Reputation: 678
I want to automate data fetching from USDA website, where I am specifically interested in few categories for data selection. To do so, I tried the following:
import io
import requests
import pandas as pd
url = 'https://www.marketnews.usda.gov/mnp/ls-report-retail?&repType=summary&portal=ls&category=Retail&species=BEEF&startIndex=1'
query_list = {"Report Type":"item","species":"BEEF","portal":"ls","category":"Retail", "Regions":"National", "Grades":"ALL", "Cut": "All", "Dates_from":"2019-03-01", "Dates_to":"2021-02-01"}
req = requests.get(url, params=query_list)
df = pd.read_csv(io.StringIO(req.text), sep="\s\s+", engine="python")

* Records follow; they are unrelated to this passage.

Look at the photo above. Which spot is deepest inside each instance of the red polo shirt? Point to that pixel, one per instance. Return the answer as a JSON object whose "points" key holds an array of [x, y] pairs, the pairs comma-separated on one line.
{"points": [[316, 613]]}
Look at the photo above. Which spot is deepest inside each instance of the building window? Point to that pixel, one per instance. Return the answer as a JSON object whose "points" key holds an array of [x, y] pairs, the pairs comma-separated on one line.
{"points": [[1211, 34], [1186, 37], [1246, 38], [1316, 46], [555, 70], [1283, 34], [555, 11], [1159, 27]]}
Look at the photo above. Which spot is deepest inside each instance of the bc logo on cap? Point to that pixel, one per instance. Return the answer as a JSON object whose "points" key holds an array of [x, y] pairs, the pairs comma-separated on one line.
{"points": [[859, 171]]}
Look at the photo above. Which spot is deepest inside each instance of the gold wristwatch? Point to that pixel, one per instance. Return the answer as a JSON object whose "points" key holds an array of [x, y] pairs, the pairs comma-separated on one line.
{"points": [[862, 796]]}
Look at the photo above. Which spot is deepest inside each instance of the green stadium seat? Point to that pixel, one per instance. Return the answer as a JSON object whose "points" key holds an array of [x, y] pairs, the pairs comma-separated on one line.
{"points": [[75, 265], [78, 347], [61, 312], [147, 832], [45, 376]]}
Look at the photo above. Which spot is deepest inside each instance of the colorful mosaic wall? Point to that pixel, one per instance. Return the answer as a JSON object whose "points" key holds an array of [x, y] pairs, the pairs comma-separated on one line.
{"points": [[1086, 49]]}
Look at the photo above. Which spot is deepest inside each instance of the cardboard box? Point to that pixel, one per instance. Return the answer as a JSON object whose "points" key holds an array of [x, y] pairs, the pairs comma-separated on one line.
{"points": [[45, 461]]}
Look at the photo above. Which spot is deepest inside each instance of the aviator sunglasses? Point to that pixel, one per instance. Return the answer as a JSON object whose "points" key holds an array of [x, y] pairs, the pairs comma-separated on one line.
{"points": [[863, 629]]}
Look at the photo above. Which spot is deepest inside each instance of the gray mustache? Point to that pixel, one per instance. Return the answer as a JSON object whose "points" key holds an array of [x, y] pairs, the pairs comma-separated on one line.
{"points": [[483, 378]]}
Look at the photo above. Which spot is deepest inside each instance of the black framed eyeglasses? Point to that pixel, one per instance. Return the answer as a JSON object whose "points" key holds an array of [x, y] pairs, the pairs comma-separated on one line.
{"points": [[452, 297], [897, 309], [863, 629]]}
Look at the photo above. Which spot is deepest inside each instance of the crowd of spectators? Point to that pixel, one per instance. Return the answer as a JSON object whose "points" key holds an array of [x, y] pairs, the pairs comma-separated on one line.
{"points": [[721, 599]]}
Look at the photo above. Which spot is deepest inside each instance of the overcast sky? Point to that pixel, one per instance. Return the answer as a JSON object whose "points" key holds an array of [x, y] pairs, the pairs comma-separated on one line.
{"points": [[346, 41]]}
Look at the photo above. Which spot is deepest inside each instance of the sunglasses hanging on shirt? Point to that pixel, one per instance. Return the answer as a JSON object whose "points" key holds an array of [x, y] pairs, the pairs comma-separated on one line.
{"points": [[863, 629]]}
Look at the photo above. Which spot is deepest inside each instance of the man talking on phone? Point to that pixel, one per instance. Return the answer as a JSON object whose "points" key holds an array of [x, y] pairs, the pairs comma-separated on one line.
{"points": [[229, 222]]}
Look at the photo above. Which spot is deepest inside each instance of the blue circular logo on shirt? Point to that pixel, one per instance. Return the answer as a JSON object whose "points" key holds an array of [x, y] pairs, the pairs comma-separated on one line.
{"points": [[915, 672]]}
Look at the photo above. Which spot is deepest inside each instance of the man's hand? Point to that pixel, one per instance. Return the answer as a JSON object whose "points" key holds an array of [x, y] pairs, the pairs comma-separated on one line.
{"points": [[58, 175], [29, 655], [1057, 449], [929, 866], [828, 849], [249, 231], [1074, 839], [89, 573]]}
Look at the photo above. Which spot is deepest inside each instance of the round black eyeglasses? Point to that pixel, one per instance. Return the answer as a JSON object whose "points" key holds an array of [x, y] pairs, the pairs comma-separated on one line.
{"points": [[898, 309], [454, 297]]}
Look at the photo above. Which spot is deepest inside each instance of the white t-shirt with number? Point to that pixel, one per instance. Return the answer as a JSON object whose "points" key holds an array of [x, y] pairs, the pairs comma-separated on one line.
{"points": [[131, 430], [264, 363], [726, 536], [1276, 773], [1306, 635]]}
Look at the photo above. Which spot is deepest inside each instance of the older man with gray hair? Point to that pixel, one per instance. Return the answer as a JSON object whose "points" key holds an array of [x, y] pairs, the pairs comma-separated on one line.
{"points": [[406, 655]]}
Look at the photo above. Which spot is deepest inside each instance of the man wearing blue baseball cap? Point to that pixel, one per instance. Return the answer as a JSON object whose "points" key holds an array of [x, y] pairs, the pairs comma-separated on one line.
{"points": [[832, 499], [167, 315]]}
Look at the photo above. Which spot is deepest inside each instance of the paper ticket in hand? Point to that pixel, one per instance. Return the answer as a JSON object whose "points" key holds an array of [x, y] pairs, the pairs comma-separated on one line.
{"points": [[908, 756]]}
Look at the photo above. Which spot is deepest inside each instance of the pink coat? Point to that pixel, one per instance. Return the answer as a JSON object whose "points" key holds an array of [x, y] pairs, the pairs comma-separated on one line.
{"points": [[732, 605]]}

df.to_csv("usda_report.csv")
but I couldn't get the expected dataframe that I want, here is the output that after I tried to run above attempt:
ParserError: Expected 1 fields in line 117, saw 2. Error could possibly be due to quotes being ignored when a multi-char delimiter is used.
desired output
I need to pass these queries to do correct data selection: Category = "Retail"; Report Type = "Item"; Species = "Beef"; Region(s) = "National"; Dates_from = "2019-03-01"; Dates_to = "2021-02-15"
.
ideally, I want to pass those queries and want to get the following dataframe (head of dataframe):
update
in my desired outputs, I need those columns: Date
, Region
, Grade
, Cut
, Retail Items
, Outlets
or number of stores
, Weighted Avg
from the above attempt, I couldn't get the output dataframe like this. How should I fetch data correctly? Can anyone suggest possible of doing this right in pandas? any idea?
Upvotes: 0
Views: 326
Reputation: 23064
You must add the query parameter format=text
to get the data in csv format from this web site.
url = 'https://www.marketnews.usda.gov/mnp/ls-report-retail'
query_list = {
"format":"text",
"repType":"item",
"species":"BEEF",
"portal":"ls",
"region":"NATIONAL",
"cut":"0",
"repDate":"03/01/2019",
"endDate":"02/01/2021",
}
req = requests.get(url, params=query_list)
df = pd.read_csv(io.StringIO(req.text), sep="\s\s+", engine="python")
You might have to modify the query parameters further. You can use the web site with your browser and change the filters you want. Then you can convert the current query parameters in the url to json with this command in the javascript terminal.
JSON.stringify(Object.fromEntries(new URLSearchParams(location.search)), null, 2)
Upvotes: 1